3. Keep your gaze fixed at a point straight ahead.
Steps
- Inhaling, raise both the arms up with the forward motion. Simultaneously, raise the heels on the toes in a synchronized manner.
- Retain the position for 5 - 6 seconds to start with, depending on your level of comfort
- The spine should be straight. The elbows and the knees should not be bent. The arms should be firmly placed close to the ears and must be fully stretched.
Posture Release
- Turn your palms around towards the side. Bring the arms down exhaling, rotating from behind. Simultaneously, lower the heels to get back to the starting position.
- The hands and the feet should come down at the same time.

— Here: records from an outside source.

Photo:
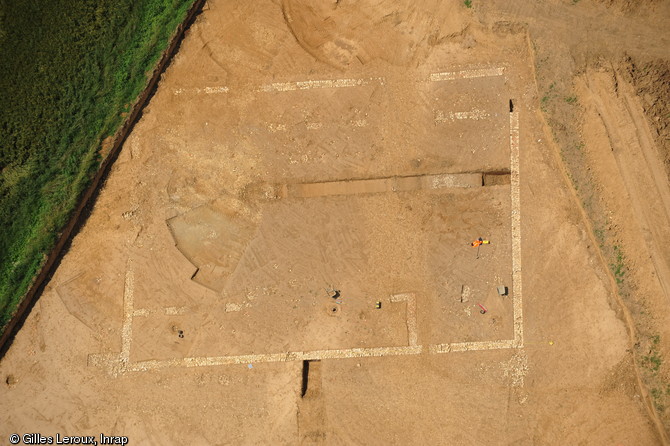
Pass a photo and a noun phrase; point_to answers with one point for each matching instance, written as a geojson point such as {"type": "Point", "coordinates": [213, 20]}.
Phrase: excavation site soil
{"type": "Point", "coordinates": [283, 252]}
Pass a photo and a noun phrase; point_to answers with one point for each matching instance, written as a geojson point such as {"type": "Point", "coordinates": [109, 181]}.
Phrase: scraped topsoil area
{"type": "Point", "coordinates": [288, 251]}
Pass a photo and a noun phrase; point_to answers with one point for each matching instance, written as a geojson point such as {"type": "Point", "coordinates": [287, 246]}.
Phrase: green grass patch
{"type": "Point", "coordinates": [69, 69]}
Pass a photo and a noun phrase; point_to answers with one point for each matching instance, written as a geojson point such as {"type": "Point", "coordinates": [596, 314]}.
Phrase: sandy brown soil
{"type": "Point", "coordinates": [291, 149]}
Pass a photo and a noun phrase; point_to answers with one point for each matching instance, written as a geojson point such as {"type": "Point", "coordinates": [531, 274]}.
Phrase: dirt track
{"type": "Point", "coordinates": [280, 158]}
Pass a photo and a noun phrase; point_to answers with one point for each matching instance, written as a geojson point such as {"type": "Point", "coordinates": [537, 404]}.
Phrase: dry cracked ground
{"type": "Point", "coordinates": [282, 252]}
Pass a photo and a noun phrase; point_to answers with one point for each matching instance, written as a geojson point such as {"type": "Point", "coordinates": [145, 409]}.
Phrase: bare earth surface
{"type": "Point", "coordinates": [294, 148]}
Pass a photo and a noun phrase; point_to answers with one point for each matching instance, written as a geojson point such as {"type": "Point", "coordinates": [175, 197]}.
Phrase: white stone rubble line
{"type": "Point", "coordinates": [517, 301]}
{"type": "Point", "coordinates": [169, 311]}
{"type": "Point", "coordinates": [467, 74]}
{"type": "Point", "coordinates": [206, 361]}
{"type": "Point", "coordinates": [343, 83]}
{"type": "Point", "coordinates": [474, 115]}
{"type": "Point", "coordinates": [325, 83]}
{"type": "Point", "coordinates": [471, 346]}
{"type": "Point", "coordinates": [206, 90]}
{"type": "Point", "coordinates": [127, 328]}
{"type": "Point", "coordinates": [412, 332]}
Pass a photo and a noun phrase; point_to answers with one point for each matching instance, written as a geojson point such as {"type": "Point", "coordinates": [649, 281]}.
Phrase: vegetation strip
{"type": "Point", "coordinates": [89, 195]}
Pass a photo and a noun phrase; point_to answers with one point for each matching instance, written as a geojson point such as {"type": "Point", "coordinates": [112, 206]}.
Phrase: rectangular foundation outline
{"type": "Point", "coordinates": [119, 364]}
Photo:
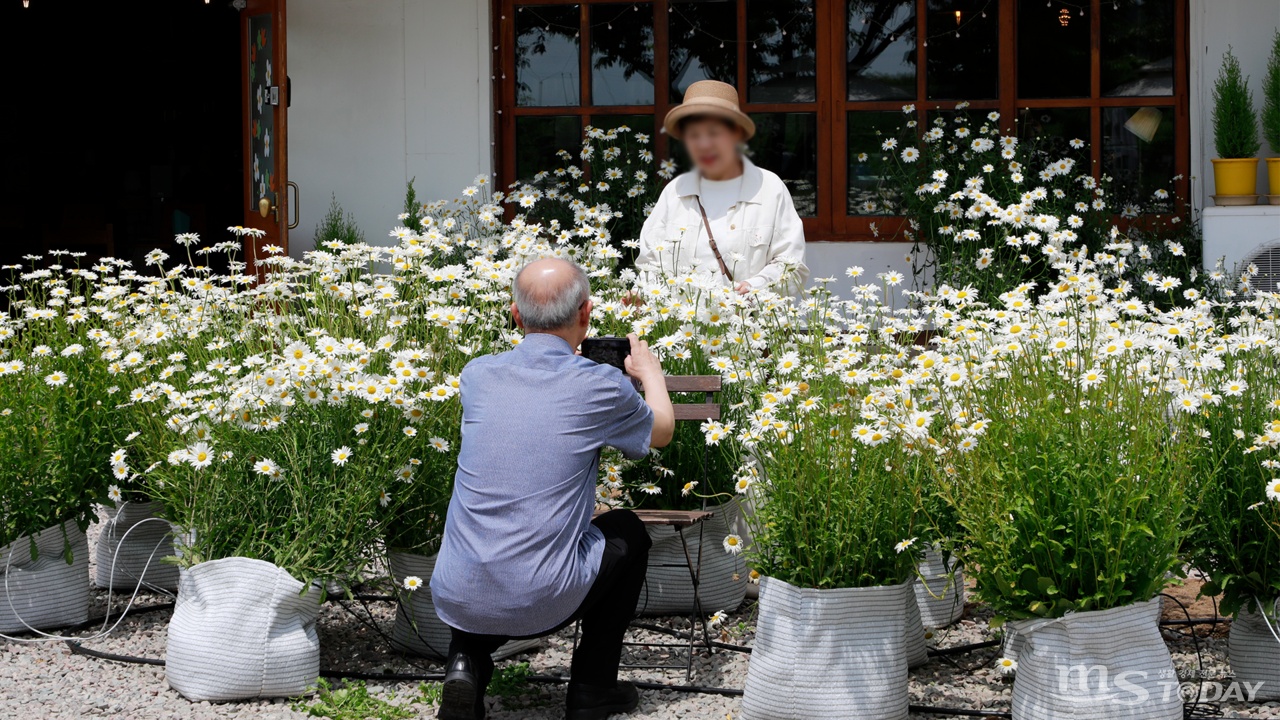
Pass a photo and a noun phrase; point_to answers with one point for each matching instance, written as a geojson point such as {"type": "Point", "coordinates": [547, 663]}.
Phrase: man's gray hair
{"type": "Point", "coordinates": [548, 306]}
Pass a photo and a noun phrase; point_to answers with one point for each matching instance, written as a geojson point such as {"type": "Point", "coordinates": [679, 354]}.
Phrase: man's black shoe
{"type": "Point", "coordinates": [588, 702]}
{"type": "Point", "coordinates": [460, 698]}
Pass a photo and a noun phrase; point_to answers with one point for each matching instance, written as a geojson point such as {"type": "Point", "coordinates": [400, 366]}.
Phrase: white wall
{"type": "Point", "coordinates": [1248, 27]}
{"type": "Point", "coordinates": [831, 260]}
{"type": "Point", "coordinates": [384, 91]}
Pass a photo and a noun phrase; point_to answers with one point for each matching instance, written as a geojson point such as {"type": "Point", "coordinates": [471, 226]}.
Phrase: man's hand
{"type": "Point", "coordinates": [645, 368]}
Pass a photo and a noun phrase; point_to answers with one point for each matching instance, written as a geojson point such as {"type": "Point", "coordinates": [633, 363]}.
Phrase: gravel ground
{"type": "Point", "coordinates": [48, 680]}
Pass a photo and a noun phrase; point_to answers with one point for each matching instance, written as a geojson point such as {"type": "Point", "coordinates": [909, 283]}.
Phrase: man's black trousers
{"type": "Point", "coordinates": [606, 611]}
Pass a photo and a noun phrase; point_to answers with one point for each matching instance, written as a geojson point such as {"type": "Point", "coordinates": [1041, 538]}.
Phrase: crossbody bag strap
{"type": "Point", "coordinates": [712, 240]}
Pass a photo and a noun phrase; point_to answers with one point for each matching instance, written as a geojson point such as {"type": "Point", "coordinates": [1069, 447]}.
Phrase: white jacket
{"type": "Point", "coordinates": [766, 235]}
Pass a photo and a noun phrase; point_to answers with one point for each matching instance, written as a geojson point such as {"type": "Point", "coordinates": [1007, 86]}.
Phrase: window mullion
{"type": "Point", "coordinates": [1096, 92]}
{"type": "Point", "coordinates": [661, 73]}
{"type": "Point", "coordinates": [1009, 65]}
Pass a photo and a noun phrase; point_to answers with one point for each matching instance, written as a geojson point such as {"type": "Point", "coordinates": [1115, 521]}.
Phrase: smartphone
{"type": "Point", "coordinates": [607, 350]}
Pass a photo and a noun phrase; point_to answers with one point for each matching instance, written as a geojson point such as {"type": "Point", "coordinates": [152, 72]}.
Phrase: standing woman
{"type": "Point", "coordinates": [727, 215]}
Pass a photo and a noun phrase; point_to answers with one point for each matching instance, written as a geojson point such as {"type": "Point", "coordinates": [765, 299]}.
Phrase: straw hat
{"type": "Point", "coordinates": [709, 98]}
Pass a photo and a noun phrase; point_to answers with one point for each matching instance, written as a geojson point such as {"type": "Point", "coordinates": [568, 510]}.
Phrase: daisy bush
{"type": "Point", "coordinates": [1237, 388]}
{"type": "Point", "coordinates": [58, 422]}
{"type": "Point", "coordinates": [607, 188]}
{"type": "Point", "coordinates": [996, 210]}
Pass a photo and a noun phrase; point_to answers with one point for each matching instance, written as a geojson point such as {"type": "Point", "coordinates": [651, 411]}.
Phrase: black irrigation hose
{"type": "Point", "coordinates": [77, 648]}
{"type": "Point", "coordinates": [132, 610]}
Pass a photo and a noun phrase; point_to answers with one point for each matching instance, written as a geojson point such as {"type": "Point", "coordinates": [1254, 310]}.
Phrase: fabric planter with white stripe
{"type": "Point", "coordinates": [1253, 651]}
{"type": "Point", "coordinates": [419, 630]}
{"type": "Point", "coordinates": [828, 654]}
{"type": "Point", "coordinates": [132, 546]}
{"type": "Point", "coordinates": [46, 592]}
{"type": "Point", "coordinates": [917, 646]}
{"type": "Point", "coordinates": [942, 598]}
{"type": "Point", "coordinates": [722, 584]}
{"type": "Point", "coordinates": [1096, 665]}
{"type": "Point", "coordinates": [242, 629]}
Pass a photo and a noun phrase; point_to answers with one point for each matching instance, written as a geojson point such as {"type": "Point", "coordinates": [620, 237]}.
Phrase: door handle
{"type": "Point", "coordinates": [265, 208]}
{"type": "Point", "coordinates": [297, 196]}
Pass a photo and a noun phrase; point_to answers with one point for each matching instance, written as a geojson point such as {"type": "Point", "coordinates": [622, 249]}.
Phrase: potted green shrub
{"type": "Point", "coordinates": [1271, 117]}
{"type": "Point", "coordinates": [55, 436]}
{"type": "Point", "coordinates": [1235, 541]}
{"type": "Point", "coordinates": [1235, 136]}
{"type": "Point", "coordinates": [836, 532]}
{"type": "Point", "coordinates": [274, 450]}
{"type": "Point", "coordinates": [1077, 500]}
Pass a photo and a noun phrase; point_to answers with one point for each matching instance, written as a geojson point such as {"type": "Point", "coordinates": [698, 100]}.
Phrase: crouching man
{"type": "Point", "coordinates": [521, 555]}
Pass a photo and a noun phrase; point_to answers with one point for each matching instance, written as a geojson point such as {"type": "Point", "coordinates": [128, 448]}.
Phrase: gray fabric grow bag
{"type": "Point", "coordinates": [942, 600]}
{"type": "Point", "coordinates": [48, 592]}
{"type": "Point", "coordinates": [668, 588]}
{"type": "Point", "coordinates": [419, 630]}
{"type": "Point", "coordinates": [1097, 665]}
{"type": "Point", "coordinates": [833, 654]}
{"type": "Point", "coordinates": [242, 629]}
{"type": "Point", "coordinates": [1255, 652]}
{"type": "Point", "coordinates": [132, 546]}
{"type": "Point", "coordinates": [917, 646]}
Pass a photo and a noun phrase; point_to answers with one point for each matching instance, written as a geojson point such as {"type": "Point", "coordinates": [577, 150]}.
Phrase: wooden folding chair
{"type": "Point", "coordinates": [684, 519]}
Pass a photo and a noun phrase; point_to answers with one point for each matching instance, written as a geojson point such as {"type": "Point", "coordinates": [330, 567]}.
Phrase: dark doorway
{"type": "Point", "coordinates": [122, 126]}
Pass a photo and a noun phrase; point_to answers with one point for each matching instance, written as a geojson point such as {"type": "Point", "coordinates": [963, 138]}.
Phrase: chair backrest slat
{"type": "Point", "coordinates": [694, 383]}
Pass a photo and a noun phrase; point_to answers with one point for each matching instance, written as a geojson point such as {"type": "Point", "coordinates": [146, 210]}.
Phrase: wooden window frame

This will be achieved slowly over time, with practice.
You can repeat 3 - 5 times.
Benefits
- If you look at this asan, it actually impacts the entire body, from the palms to the toes.
- It improves blood circulation, stretches the vertebrae column, chest and the abdomen. It strengthens the muscles of the legs, exercises the shoulders.
- Enhances neuro muscular co-ordination, that elevates Mindfulness.
Limitations
Those with frozen shoulder, arthritis, very high BP and serious cardiac issues should do the asan with care.
Workaround for people with problem in the legs
Those who are not able to rise on the toes, or have serious issues with the knees, can do the asan just by raising the hands.